I was pleased to see the environment getting a mention and a nod to one million green jobs, however unrealistic this appears. Green issues have been scandalously sidelined by this government. Short termism always wins the day.
The passages on Murdoch and the NHS shamelessly played to the gallery. I’m afraid I thought some of his comments on the NHS were ill judged. This has not been a good year for health professionals. Whether you believe the coalition wish to privatise the hell out of the NHS or not, shouldn’t detract from recent or past cases of negligence and appalling standards of care that have made headlines.

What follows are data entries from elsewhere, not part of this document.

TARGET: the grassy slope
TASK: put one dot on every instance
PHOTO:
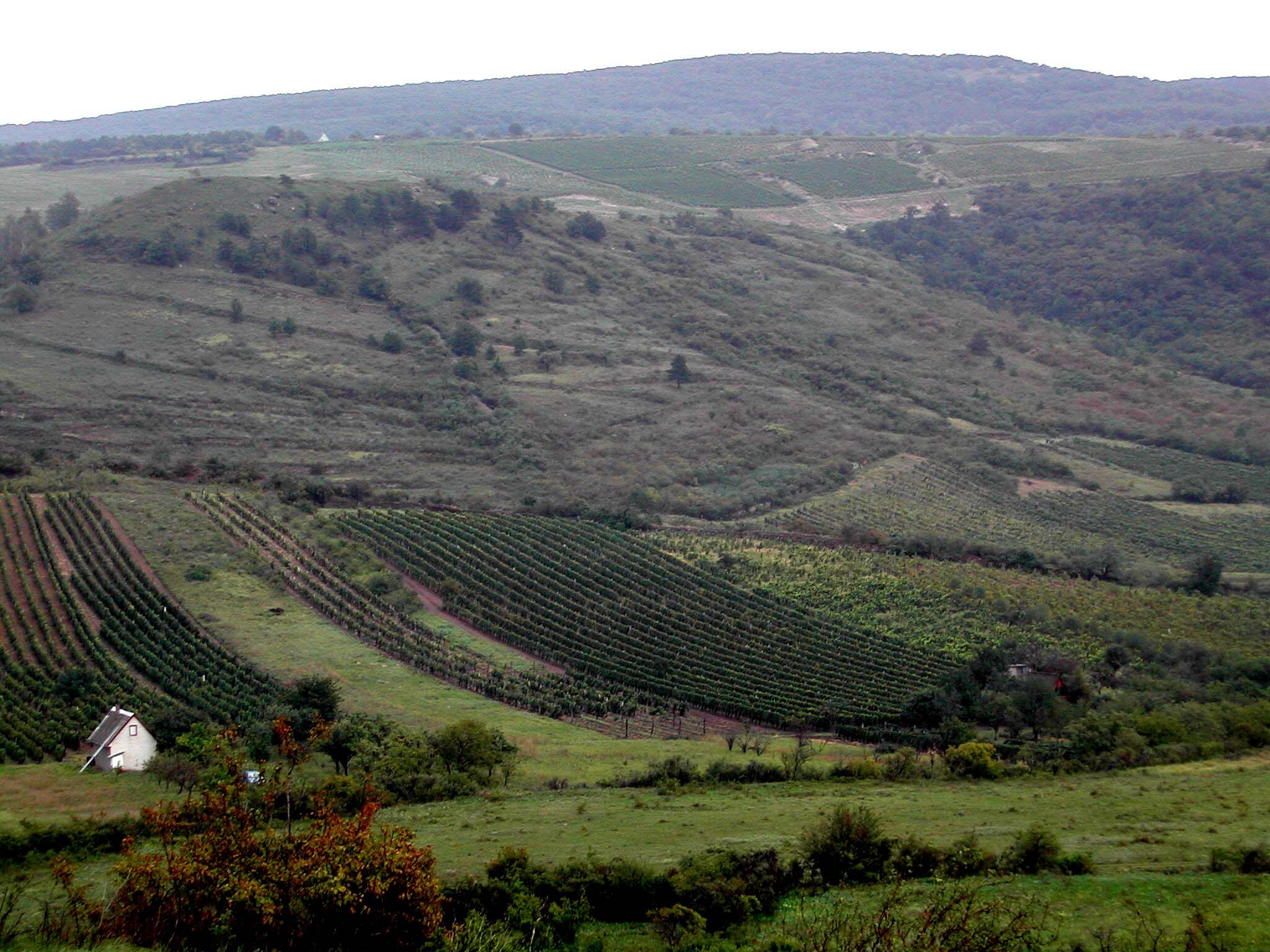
(864, 362)
(51, 792)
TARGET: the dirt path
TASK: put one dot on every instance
(134, 553)
(64, 563)
(436, 606)
(29, 607)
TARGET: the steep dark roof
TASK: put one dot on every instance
(111, 725)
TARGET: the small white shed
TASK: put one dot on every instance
(120, 743)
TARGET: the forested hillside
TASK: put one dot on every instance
(853, 93)
(1179, 266)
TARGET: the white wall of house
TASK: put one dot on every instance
(131, 749)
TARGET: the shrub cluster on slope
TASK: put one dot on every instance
(1176, 263)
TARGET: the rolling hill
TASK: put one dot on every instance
(450, 346)
(854, 93)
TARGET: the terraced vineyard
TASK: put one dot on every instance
(329, 592)
(910, 495)
(43, 638)
(1175, 465)
(959, 607)
(610, 604)
(84, 627)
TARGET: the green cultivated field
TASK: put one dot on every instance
(672, 167)
(236, 606)
(849, 177)
(648, 172)
(958, 607)
(606, 603)
(907, 495)
(1175, 465)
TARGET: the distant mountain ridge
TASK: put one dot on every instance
(850, 93)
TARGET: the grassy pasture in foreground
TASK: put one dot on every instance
(1148, 821)
(1077, 907)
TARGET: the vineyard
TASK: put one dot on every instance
(84, 627)
(1175, 465)
(328, 591)
(961, 607)
(910, 495)
(613, 606)
(907, 494)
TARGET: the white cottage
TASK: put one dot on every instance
(120, 743)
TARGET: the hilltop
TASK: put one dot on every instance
(853, 93)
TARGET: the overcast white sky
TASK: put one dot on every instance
(79, 58)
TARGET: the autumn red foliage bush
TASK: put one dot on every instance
(225, 876)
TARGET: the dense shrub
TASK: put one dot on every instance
(587, 226)
(848, 848)
(728, 888)
(973, 759)
(1242, 860)
(1034, 851)
(915, 860)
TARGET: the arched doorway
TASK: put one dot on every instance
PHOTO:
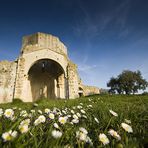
(47, 79)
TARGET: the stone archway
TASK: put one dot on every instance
(47, 79)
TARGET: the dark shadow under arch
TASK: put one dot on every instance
(43, 77)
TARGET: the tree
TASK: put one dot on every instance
(127, 82)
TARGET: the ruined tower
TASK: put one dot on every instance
(43, 70)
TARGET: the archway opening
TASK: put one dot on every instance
(46, 79)
(81, 93)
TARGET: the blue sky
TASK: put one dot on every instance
(103, 37)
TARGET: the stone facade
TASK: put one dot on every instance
(43, 70)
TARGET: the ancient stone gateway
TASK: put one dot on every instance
(43, 70)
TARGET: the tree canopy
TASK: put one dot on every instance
(127, 82)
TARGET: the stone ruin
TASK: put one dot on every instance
(43, 70)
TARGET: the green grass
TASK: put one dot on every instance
(134, 108)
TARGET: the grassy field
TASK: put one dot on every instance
(76, 123)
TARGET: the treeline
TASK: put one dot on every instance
(128, 82)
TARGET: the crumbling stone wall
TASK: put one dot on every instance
(7, 80)
(73, 80)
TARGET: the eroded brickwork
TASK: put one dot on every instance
(42, 70)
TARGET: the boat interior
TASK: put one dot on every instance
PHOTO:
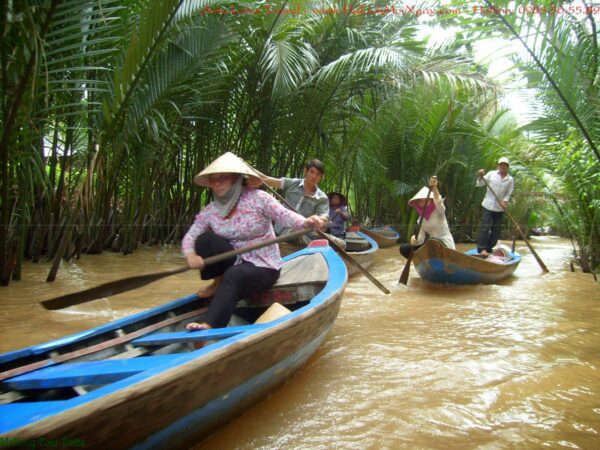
(72, 366)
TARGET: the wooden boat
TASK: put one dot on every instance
(140, 382)
(384, 236)
(439, 264)
(361, 248)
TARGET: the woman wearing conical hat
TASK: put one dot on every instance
(338, 214)
(434, 222)
(239, 216)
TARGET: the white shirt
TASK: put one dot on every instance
(436, 226)
(503, 188)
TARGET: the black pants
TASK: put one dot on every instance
(405, 249)
(489, 230)
(239, 281)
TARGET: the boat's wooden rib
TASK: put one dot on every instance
(173, 394)
(439, 264)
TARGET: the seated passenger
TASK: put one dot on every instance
(338, 214)
(238, 217)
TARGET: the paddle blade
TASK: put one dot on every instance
(107, 289)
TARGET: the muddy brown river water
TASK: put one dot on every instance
(514, 365)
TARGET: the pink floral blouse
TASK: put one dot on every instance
(250, 223)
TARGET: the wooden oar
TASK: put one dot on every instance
(533, 252)
(406, 270)
(128, 284)
(334, 245)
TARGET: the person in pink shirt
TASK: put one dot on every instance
(239, 216)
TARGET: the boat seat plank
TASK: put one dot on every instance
(85, 373)
(302, 270)
(100, 346)
(195, 336)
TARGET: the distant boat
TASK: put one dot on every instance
(361, 248)
(439, 264)
(384, 236)
(141, 381)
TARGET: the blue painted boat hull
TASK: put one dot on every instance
(438, 264)
(178, 402)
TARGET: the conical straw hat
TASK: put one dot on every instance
(226, 163)
(422, 194)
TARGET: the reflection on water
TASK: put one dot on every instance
(507, 365)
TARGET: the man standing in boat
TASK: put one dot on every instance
(502, 184)
(306, 197)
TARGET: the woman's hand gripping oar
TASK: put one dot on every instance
(127, 284)
(533, 252)
(333, 244)
(406, 270)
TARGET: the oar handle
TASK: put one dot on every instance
(223, 256)
(119, 286)
(533, 252)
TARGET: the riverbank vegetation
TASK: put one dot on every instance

The reaction by GPs at being told they should work out of hours and on weekends in return for their ample salary has been unedifying. Miliband was right that Labour resuscitated the NHS, but the needlessly overgenerous salaries to GPs and consultants is evidence of money not well spent when times were good.

I’m getting increasingly irritated by the “We Love the NHS” mantra that all Labour supporters feel we must chant ad nauseum. The NHS is a vital institution that needs to be preserved. It does some things extremely well, and others not so. It is not beyond criticism. A little humility for scandals such as Mid-Staffs, which happened on Labour’s watch, wouldn’t go amiss.
My overall worry is that this speech will keep the status-quo as it is. Those who loved it were going to vote Labour anyway. Those unsure of Ed Miliband may have been impressed by his delivery, his warmth, but still scratching their heads as to why they should vote for him. Decent guy, likeable guy, they would have thought, but my future PM? Unlikely.

Again, this leaves us as we were, but now three and a half years on.
What Ed’s performance did do was convince me further that Labour must do all they can to push for the leaders’ debates on TV. I think Ed will come out of them well. This will be essential floating voter territory. A couple more populist ideas are a must. Think public transport and those weary commuters in the South-East. Their votes are sorely needed. Or maybe not, if yesterday is anything to go by.